Miller explained why he thinks Trump has not directly sparred with Mueller in a public forum.

“You have these stylistic opposites who are in some ways adversaries. You have Trump and his sort of chaos that he creates around him and then you have the opposite with Mueller. Trump, you know, it is hard to know whether this is a source of real frustration for him, but you can sort of see he likes to drag adversaries onto the stage or into the spotlight with him where he can lash at them on Twitter or in public remarks,” he said.

“He did this with Comey, and they continue to sort of go back and forth with one another on Twitter. Mueller doesn’t present that kind of target for Trump.

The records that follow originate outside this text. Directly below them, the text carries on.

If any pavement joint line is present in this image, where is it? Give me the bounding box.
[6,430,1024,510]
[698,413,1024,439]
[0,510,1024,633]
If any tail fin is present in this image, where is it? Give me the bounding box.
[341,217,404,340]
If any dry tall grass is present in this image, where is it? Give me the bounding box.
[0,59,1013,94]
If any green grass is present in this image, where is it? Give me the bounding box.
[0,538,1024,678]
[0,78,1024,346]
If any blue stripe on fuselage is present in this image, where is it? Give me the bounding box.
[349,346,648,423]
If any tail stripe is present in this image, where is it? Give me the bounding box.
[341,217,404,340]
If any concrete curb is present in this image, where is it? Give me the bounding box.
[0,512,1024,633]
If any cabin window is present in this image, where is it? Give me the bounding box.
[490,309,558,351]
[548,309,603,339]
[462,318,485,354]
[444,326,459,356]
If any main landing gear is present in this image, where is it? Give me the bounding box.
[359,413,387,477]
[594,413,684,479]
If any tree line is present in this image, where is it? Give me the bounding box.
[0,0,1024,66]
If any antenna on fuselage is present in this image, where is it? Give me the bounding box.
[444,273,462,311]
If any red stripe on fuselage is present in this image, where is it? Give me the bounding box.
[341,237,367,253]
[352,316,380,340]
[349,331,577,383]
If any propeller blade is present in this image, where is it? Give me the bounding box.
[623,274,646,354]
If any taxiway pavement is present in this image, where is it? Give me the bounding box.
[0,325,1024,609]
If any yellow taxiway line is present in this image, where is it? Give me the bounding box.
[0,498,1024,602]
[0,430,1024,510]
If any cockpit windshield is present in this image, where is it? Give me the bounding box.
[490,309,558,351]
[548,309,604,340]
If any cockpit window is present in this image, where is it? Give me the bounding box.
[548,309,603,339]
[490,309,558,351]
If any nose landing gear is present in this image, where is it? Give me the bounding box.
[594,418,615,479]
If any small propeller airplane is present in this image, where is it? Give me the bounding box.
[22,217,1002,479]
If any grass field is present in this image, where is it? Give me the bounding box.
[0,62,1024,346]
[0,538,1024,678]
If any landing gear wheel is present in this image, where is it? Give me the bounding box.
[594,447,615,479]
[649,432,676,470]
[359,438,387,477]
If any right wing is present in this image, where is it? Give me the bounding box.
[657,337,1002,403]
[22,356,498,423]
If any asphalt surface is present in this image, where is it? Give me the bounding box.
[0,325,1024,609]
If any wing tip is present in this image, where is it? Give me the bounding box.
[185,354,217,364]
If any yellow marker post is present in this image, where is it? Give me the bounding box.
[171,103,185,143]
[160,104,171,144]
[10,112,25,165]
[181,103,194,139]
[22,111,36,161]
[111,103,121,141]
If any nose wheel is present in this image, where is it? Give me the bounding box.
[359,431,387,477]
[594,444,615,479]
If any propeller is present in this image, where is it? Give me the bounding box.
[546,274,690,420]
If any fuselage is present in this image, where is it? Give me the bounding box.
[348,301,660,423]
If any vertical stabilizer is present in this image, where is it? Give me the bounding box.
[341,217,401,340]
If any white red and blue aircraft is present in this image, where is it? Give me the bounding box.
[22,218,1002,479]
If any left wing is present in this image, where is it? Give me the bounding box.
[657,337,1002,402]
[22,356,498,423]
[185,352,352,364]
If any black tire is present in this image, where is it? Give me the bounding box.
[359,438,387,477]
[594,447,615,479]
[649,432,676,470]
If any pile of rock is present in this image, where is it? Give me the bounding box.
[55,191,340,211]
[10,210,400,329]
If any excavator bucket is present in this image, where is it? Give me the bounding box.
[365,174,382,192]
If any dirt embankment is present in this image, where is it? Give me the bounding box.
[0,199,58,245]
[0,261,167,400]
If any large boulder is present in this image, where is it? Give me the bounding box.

He is not visible. There is nothing for Trump to really grab onto,” he added.

Miller said the recent indictments and guilty pleas in the Mueller probe show how Russian interference in the 2016 election began before Trump entered the race.

“In a way, it really altered our understanding of the big picture of the Russian interference. I think it gives us a different timeline that goes back even earlier than we understood in terms of when this operation, this Russian active measures campaign, is conceived, when they’re taking their initial steps, and how early they had identified denigrating Hillary Clinton as a main objective,” the WaPo reporter said.

“Trump is right when he tweets that this is all happening and coming into existence before he’s even declared his candidacy. That doesn’t mean they don’t turn their efforts towards supporting him when he does arrive,” Miller added. “But, you know, he’s right that their initial objective was to sow discord and to take on and to go after Hillary, and that happens earlier than I think some of us really understood.”